Катерина включила утюг, подошла к детской кроватке. Танюшка спокойно спала, разбросав ручки. Катерина залюбовалась внучкой. Та была смугленькой с черными-пречерными волосиками. Как головешка. Сытая, пухленькая, ручки и ножки будто ниточками перевязаны. Спит сладко, внученька...
   Вот она уже бабушка. А будто и не жила еще, будто вчера в девках была. Да и чего там, всего-то сорок восемь. Мужики еще подмаргивают, намеки делают. Не всерьез, конечно. Гриша ворчит, но доволен, что жена хорошо выглядит. Катерина еще раз вздохнула, взялась за белье.
   Хлопнула калитка, в окне мелькнул силуэт мужа. Катерина поспешно выключила утюг. Потом догладит, Гриша голодный. Суббота, все люди отдыхают, а он работает, старается.
Грузно заскрипели половицы в прихожей.
   — Бабка, где ты?— Гриша звал жену бабкой, когда был в хорошем настроении.
   — Чего тебе, дедка? — ворчливо отозвалась Катерина, продолжая торопливо накрывать на стол.
   Муж подошел к ней, похлопал пониже спины.
   — Куда лезешь, не умывшись?— притворно рассердилась Катерина.
   — Ладно, ладно,— хохотнул Гриша.— Принимай заработок.
   — Сколько?— спросила Катерина, не оборачиваясь.
   — Сотня, да еще полбанки поставили.
   — Ты говорил, обещали полтораста.
   — Зануда один попался. Жмот принципиальный.— Гриша махнул рукой.— Ему, видишь, положить плиты на гараж за четвертную дорого. Ну, я с его гаража плиты снял. Пусть найдет другого дурака. Танюшка спит?
   Гриша направился в спальню, но Катерина грозно остановила его:
   — Куда в пылище? Еще инфекцию занесешь.
  Гриша хмыкнул, но послушно пошел умываться. Он долго фыркал во дворе у умывальника, потом посвежевший, с мокрыми расчесанными волосами подошел к кроватке. Катерина встала рядом. Глаза у Гриши теплые, на лице улыбка.
   — Внучка... Танюшка...— сиплым шопотом сказал он, легонько дотрагиваясь толстым грубым пальцем до одеяльца. — Спит, Георгиевна. Спи, спи, скоро с законным новосельем тебя.
У Катерины сразу испортилось настроение.
   — Скоро, скажешь тоже. Все лето волынку тянут.
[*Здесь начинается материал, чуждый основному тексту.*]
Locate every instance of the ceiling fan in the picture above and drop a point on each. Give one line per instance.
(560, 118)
   — Ничего, я сказал: наша возьмет.
   — Дать им надо,— в который раз убежденно проговорила Катерина.
   — Еще чего? Деньги — они на дороге не валяются. Без денег свое получим. Даром я до Белграда дошел?
   — Получим ли?—вздохнула Катерина.—Садись, борщ стынет.
   Гриша налил стопочку, с наслаждением выпил, крякнул, понюхал хлеб, принялся за борщ. Катерина с удовольствием подлила ему борща, потом подала тушеное мясо с картошкой. Вчера в их магазин завезли мясо. Хватило всем, хотя завмагом кричала, чтоб выложили на прилавок. Ну, это она всегда кричит, такая у нее должность. Гриша покосился на бутылку.
   — Еще, что ли?— добродушно спросила Катерина.
   — Можно,— великодушно разрешил Гриша.
Катерина налила ему вторую стопочку. Гриша опрокинул ее, захрустел малосольным огурчиком.
   — Детям ковер надо,— задумчиво сказала Катерина. — Я тут присмотрела один, только дороговато просят.
   — Не скупердяйничай, мать,— подмигнул Гриша.— У тебя уже за шесть тысяч должно быть.
   — Запас карман не тянет,— недовольно отозвалась Катерина.— Дорожает все как. Что по старым деньгам, что по новым уже стало.
   — Ничего, нам хватит,— Гриша, когда выпьет, становился добрым.
   — Нам-то хватит, а Валентине надо жизнь начинать не так, как мы с тобой. Им теперь гарнитур надо, телевизор цветной, ковры, да мало ли что? Чтоб не хуже, чем у людей.
   — И им хватит.— Гриша сегодня был очень добрый.— Жора парень что надо.
Он грузно вылез из-за стола.
   — Ну, мать, накормила, аж ремень лопается. Пойду посплю. Приедут сватья, разбудишь.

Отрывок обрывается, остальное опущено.